Strafverfolgung in Europa: Hausdurchsuchung in Berlin für Paris

Die Polizei-Kooperation soll besser werden: Justizminister Maas legt ein Gesetz zur Europäischen Ermittlungsanordnung vor.

Ein Hand mit Handschellen

Europäisches Symbolbild Foto: dpa

FREIBURG taz | Die deutsche Polizei soll auch dann Wohnungen durchsuchen und Telefone abhören können, wenn dies die Staatsanwaltschaft in einem anderen EU-Staat anordnet. Dies sieht ein Gesetzentwurf von Justizminister Heiko Maas (SPD) vor.

Er will damit die EU-Richtlinie zur Europäischen Ermittlungsanordnung (EEA) umsetzen. Die EU ist auch ein Binnenmarkt für Straftäter. Sie verüben ihre Straftaten gezielt in anderen EU-Staaten oder flüchten nach der Tat über die Grenze. Bei Internetkriminalität kann der Täter in anderen EU-Staaten sogar dann Schaden anrichten, wenn er noch nie dort war. In all diesen Fällen ist eine enge Zusammenarbeit der Polizeibehörden erforderlich.

Das geplante EEA-Gesetz sieht nun vor, dass ein Gericht oder eine Staatsanwaltschaft in einem anderen EU-Staat eine EEA erlassen kann, die die deutsche Polizei so umsetzen muss, als wäre sie aus einem anderen deutschen Bundesland gekommen.

Das kann eine Hausdurchsuchung betreffen, eine Beschlagnahmung, die Überwachung von Telefon- und E-Mail-Verkehr, die audiovisuelle Vernehmung von Beschuldigten oder sogar den Einsatz ausländischer verdeckter Ermittler.

Fast alle EU-Staaten nehmen am EEA-System teil, nur Dänemark und Irland verzichten darauf. Die deutsche Polizei ist dabei nicht nur Dienstleister für ausländische Staatsanwaltschaften, sondern kann selbst von der Zusammenarbeit profitieren, wenn sich etwa Beschuldigte oder Beweismittel in anderen EU-Staaten befinden. Auch deutsche Beschuldigte können so versuchen, Entlastungsbeweise aus anderen EU-Staaten zu beschaffen.

Einsatz verdeckter Ermittler darf abgelehnt werden

Die EEA-Richtlinie geht auf einen belgischen Vorschlag aus dem Jahr 2011 zurück. Deutschland war ursprünglich skeptisch, weil die deutsche Polizei die ausländischen Anordnungen fast automatisch hätte umsetzen müssen. Der Bundestag beschloss deshalb sogar eine ablehnende Stellungnahme. Dann hat die Bundesregierung aber noch Gründe in die Richtlinie hineinverhandelt, die es der Polizei erlauben, eine EEA abzulehnen. Am Ende stimmte deshalb auch Deutschland zu.

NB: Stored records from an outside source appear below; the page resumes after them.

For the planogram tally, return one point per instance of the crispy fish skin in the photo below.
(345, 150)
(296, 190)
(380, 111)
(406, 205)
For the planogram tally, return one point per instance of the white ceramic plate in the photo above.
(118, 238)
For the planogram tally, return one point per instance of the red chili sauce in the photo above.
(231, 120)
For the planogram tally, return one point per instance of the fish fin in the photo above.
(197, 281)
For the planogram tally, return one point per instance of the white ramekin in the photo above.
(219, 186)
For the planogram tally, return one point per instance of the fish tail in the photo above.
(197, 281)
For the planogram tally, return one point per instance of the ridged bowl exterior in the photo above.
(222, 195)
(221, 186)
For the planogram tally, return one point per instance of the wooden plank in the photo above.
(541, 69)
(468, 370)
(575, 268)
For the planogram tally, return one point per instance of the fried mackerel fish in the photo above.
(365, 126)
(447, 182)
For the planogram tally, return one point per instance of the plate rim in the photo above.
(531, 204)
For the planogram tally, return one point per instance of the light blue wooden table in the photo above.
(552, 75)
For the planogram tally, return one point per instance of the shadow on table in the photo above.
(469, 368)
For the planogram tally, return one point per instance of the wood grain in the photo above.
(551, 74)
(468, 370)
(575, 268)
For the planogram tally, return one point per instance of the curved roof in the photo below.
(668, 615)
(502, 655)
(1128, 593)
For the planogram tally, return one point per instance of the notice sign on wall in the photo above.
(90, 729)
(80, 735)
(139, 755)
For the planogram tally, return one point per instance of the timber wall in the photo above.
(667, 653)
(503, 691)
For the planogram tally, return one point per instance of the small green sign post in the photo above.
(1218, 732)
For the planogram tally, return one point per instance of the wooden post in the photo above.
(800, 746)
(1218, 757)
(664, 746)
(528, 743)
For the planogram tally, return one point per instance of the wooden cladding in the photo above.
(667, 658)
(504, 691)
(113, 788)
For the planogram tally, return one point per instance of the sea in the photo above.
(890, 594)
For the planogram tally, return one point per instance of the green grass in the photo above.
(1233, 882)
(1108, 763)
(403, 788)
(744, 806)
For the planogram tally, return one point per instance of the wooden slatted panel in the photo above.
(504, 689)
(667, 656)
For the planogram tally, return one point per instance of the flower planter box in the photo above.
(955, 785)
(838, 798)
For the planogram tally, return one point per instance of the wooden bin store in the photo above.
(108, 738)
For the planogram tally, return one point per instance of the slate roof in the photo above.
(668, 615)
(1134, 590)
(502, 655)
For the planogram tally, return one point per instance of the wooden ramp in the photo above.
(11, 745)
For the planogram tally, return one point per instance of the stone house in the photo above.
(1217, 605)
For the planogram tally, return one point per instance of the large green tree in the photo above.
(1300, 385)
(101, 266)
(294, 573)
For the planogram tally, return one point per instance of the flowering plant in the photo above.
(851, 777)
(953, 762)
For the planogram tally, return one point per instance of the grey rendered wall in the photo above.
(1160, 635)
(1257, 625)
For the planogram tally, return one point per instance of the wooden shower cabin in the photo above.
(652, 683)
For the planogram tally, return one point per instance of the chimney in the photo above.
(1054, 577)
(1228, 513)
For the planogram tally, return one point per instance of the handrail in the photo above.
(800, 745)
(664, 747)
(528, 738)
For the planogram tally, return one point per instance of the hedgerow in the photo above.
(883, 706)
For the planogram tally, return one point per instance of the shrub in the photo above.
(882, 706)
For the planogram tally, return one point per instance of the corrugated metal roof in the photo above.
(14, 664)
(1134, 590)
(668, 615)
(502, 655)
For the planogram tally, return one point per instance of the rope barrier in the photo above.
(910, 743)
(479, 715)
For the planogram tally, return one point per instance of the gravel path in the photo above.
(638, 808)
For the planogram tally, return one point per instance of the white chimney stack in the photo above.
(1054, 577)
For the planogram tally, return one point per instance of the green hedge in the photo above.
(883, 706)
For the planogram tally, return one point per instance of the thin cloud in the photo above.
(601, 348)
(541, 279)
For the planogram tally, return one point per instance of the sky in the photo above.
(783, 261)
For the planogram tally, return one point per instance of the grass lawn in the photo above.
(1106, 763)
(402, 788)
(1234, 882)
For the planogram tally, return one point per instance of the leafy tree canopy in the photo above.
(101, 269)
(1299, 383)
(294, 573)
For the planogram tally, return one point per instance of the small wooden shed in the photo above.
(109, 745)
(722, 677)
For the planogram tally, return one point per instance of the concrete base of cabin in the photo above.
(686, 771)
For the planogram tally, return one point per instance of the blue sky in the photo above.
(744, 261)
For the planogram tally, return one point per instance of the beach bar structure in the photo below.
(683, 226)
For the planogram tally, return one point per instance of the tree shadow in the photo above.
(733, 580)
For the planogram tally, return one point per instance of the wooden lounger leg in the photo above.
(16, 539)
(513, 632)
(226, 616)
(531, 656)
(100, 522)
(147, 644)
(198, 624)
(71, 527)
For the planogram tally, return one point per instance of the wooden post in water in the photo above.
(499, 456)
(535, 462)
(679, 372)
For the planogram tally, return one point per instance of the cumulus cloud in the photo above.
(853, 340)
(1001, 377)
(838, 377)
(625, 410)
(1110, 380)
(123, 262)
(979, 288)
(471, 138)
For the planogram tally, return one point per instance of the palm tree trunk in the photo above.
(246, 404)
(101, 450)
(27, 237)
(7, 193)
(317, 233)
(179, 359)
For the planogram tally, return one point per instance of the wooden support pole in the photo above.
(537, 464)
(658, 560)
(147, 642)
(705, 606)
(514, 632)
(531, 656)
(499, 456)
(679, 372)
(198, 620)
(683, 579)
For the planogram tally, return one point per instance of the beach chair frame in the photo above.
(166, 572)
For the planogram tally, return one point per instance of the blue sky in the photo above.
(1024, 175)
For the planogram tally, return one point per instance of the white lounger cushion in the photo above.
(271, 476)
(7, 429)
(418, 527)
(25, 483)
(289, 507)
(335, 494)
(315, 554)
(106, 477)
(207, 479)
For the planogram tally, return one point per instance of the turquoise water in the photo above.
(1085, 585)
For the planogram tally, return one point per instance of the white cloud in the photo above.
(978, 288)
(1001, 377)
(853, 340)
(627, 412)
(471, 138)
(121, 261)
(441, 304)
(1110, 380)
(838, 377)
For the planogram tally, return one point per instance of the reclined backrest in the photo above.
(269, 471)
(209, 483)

So sind alle Maßnahmen unzulässig, die die Grundrechte der Betroffenen verletzen. Dazu gehören unverhältnismäßige Maßnahmen wie das Durchsuchen der Wohnung, um einen kleinen Ladendiebstahl aufzuklären. Die Polizei muss auch keine Amtshilfe leisten, wenn die aufzuklärende Tat in Deutschland weder strafbar noch ordnungswidrig wäre. Die meisten Maßnahmen muss die Polizei nur ausführen, wenn sie auch in Deutschland für dasselbe Delikt zulässig wären. So darf beispielsweise in Deutschland kein Telefon abgehört werden, um eine mutmaßliche Beleidigung aufzuklären.

Die EU ist auch ein Binnenmarkt für Straftäter.

Der Einsatz ausländischer verdeckter Ermittler darf abgelehnt werden, wenn mit dem Herkunftsstaat keine Einigung über Dauer und Zweck der Spitzelei möglich ist. Auch Sicherheitsinteressen Deutschlands ermöglichen die Ablehnung von EEAs aus anderen EU-Staaten. Soweit in Deutschland für eine Maßnahme ein Richtervorbehalt besteht, muss zudem die Ausführung der EEA durch einen deutschen Richter genehmigt werden.

In der Praxis ist die polizeiliche Zusammenarbeit der EU-Staaten auch jetzt schon recht eng, vor allem in grenznahen Regionen. Die klassische und umständliche Rechtshilfe über die jeweiligen Regierungen ist längst passé; direkte Kontakte zwischen den Staatsanwaltschaften und Polizeibehörden sind üblich. Neu sind insbesondere konkrete Fristen. So muss die deutsche Polizei künftig auf EEA-Aufforderung binnen 24 Stunden ein Beweismittel sichern. Das deutsche EEA-Gesetz muss zum 22. Mai 2017 in Kraft treten.